Друккер помог с лекарствами, и дело борьбы с гипертонией пошло впервые в Обозерском отделении — полным ходом (гипертония — аналогичная блокадной). Правда, много оказалось и запущенных случаев, где, увы, трудно было уже реально помочь больному.
Появилась и первая жертва болезни. Это было позднее, в январе 1951 года. У вновь прибывшего на 1-й лагпункт 25-летника, как сейчас помню, Соловьева, человека лет 45, оказалось (а я обязательно осматривал всех прибывших) очень высокое давление, что-то порядка 250/130. Я тотчас положил его в свой убогий лазаретишко, а через два дня случился гемморагический инсульт с тяжелыми параличами. Вскоре он потерял сознание и через три часа умер. Я не отходил от него ни на минуту, беспрерывно делал инъекции сердечными, сосудорасширяющими и другими средствами, но все оказалось напрасным. Еще часа 3 он лежал в лазарете, до появления окоченения и трупных пятен. И только тогда с моего разрешения (а начальство, будучи некомпетентным и, как правило, малограмотным, во многом слушалось докторов) тело под конвоем (!) вынесли за зону, а там, привязав к ноге бирку с номером, похоронили на безымянном кладбище.

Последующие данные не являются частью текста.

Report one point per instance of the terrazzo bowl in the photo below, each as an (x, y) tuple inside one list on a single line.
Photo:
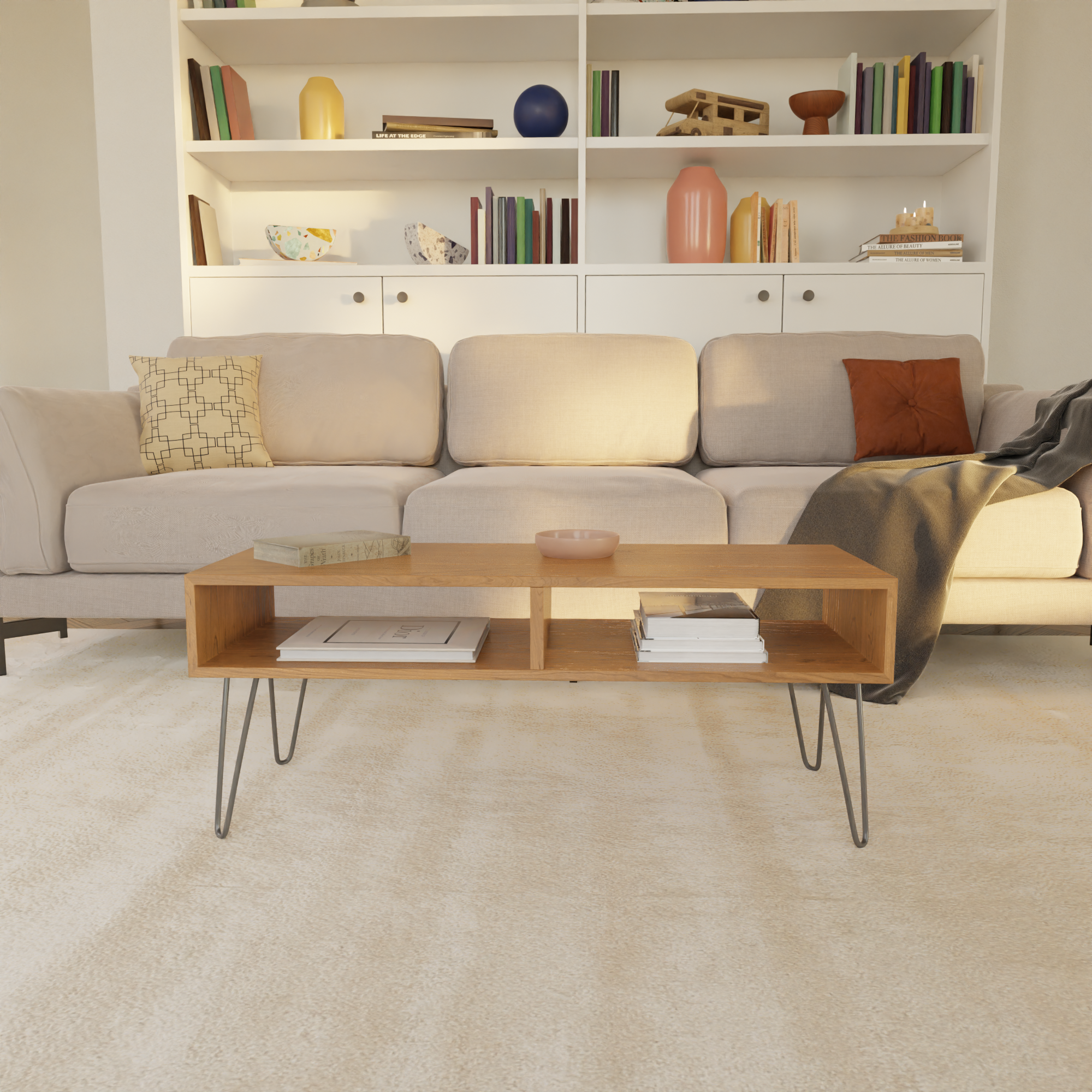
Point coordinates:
[(583, 545), (301, 244)]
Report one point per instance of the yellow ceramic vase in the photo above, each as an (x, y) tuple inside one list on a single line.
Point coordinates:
[(743, 232), (322, 111)]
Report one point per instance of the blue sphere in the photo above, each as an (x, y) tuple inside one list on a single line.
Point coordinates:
[(541, 112)]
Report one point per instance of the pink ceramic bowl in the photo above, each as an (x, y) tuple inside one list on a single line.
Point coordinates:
[(577, 544)]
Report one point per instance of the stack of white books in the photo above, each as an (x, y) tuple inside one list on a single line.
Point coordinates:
[(388, 640), (696, 628)]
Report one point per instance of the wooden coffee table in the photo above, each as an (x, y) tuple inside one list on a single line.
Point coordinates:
[(232, 630)]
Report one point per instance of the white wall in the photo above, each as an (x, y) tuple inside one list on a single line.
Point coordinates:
[(53, 321), (133, 55), (1041, 327)]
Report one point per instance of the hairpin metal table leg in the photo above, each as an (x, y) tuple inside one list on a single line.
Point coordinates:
[(826, 703)]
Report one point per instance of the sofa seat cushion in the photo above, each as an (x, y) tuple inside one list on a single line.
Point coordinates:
[(511, 504), (179, 523), (1036, 537)]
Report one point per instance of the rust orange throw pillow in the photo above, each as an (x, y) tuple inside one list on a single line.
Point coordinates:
[(909, 408)]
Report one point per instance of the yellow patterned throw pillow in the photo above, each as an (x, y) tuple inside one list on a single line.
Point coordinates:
[(199, 413)]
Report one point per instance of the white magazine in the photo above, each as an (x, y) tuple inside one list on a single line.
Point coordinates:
[(388, 640)]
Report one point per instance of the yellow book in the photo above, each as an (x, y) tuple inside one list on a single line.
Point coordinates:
[(904, 92)]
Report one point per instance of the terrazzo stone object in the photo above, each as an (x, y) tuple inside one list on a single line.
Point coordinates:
[(428, 247)]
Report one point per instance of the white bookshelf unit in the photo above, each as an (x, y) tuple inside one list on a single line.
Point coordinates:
[(474, 61)]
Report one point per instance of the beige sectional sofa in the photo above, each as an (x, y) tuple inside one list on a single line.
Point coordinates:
[(616, 432)]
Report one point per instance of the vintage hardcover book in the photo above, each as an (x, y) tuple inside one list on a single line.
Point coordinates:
[(879, 98), (218, 91), (606, 105), (408, 120), (957, 97), (867, 106), (210, 103), (200, 110), (333, 548), (197, 243), (859, 100)]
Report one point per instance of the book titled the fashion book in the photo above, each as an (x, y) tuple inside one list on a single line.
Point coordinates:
[(388, 640), (331, 548)]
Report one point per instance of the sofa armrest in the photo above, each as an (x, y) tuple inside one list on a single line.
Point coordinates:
[(1005, 416), (1082, 484), (52, 443)]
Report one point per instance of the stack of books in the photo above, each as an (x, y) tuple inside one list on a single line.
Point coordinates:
[(602, 103), (388, 640), (913, 96), (220, 106), (416, 127), (921, 250), (696, 628), (513, 232)]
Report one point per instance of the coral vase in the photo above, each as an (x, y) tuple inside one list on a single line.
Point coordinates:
[(697, 217), (322, 111)]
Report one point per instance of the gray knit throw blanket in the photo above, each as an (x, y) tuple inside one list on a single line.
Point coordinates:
[(910, 518)]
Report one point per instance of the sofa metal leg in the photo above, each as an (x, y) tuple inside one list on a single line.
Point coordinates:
[(27, 627), (295, 730), (825, 702)]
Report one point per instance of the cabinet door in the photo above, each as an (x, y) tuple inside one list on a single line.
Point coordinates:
[(221, 307), (907, 304), (695, 307), (446, 310)]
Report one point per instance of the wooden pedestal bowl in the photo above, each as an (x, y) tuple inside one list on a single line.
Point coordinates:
[(815, 108)]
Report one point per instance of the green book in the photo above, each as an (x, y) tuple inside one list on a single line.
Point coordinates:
[(879, 98), (957, 97), (895, 98), (218, 94), (936, 93)]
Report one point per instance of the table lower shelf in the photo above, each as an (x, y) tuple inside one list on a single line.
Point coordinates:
[(585, 650)]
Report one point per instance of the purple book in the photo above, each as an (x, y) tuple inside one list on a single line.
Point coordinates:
[(488, 258), (606, 105), (859, 102)]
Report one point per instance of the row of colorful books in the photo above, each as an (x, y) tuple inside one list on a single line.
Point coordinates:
[(513, 232), (920, 98), (917, 248), (418, 127), (602, 103), (220, 106)]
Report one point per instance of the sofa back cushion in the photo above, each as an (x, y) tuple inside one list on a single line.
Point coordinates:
[(572, 400), (342, 399), (784, 400)]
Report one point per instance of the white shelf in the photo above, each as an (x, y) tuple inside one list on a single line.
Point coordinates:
[(533, 32), (922, 156), (342, 161), (788, 29)]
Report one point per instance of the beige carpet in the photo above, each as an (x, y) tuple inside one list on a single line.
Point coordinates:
[(540, 887)]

Постепенно освобождаясь от собственного шока, стал со все большим интересом втягиваться в работу, помогавшую мне как-то временно, нет, не забывать, а затушевывать, приглушать сознание своего положения государственного раба и не так уж остро ощущать неволю.
И тут я столкнулся с пробелами в своих знаниях, в опыте, а порою и с полным незнанием и отсутствием всякой практической сноровки. Учась в академии, основное внимание уделял терапии, внутренним болезням, предполагая в дальнейшем специализироваться именно по этому профилю, ну а к остальным медицинским дисциплинам относился в достаточной мере халатно. И как же я сейчас пожалел об этом! Здесь, в лагере, мне нужно было лечить все, и ошибаться я не имел права: на карту ставились здоровье и жизнь человека. Другие врачи были далеко, встречался я с ними редко, учиться у них не мог, поэтому приходилось рассчитывать только на себя — на свои руки и голову.
Книги. Они помогали мне и учили. Их можно было держать в лагере. И я стал выписывать с воли через магазины, через друзей и родных. Вскоре у меня образовалась приличная медицинская библиотека. Особенно помогли «Оперативная хирургия», «Методика обследования хирургического больного», разные справочники. Читал и учился много и упорно. А лагерную, медицинскую специфику стал постигать на собственной шкуре. Во многом, конечно, помогали мне фельдшера, имевшие большой лагерный опыт. Столкнулся я впервые и с «мастырками» — членовредительством в любом его виде. Моя первая «мастырка» оказалась искусственной флегмоной тыла стопы. Она была и в то же время не была похожа на классическую флегмону. Имела какой-то диффузно-размытый вид. На коже виднелись две точки, из которых выделялся гной с отвратительным колибациллярным запахом. Эта «мастырка», как мне объяснили, сотворялась протаскиванием иголки через подкожную клетчатку. Нитка смачивалась слюной, грязью, зубным соскобом и тому подобным. Такую «мастырку» можно было поддерживать и растравлять до бесконечности. Разрежешь, а пациент сделает себе новую. Были ушные, глазные «мастырки», когда в глаз и ухо вливалась разная гадость. Отиты, кератиты, конъюнктивиты тянулись до бесконечности и не поддавались никакому лечению, чему я вначале очень удивлялся, еще не подозревая истины. Люди отрубали себе пальцы, кисти рук, стопы, наносили топорами и шилами рубленые и резаные раны и так далее.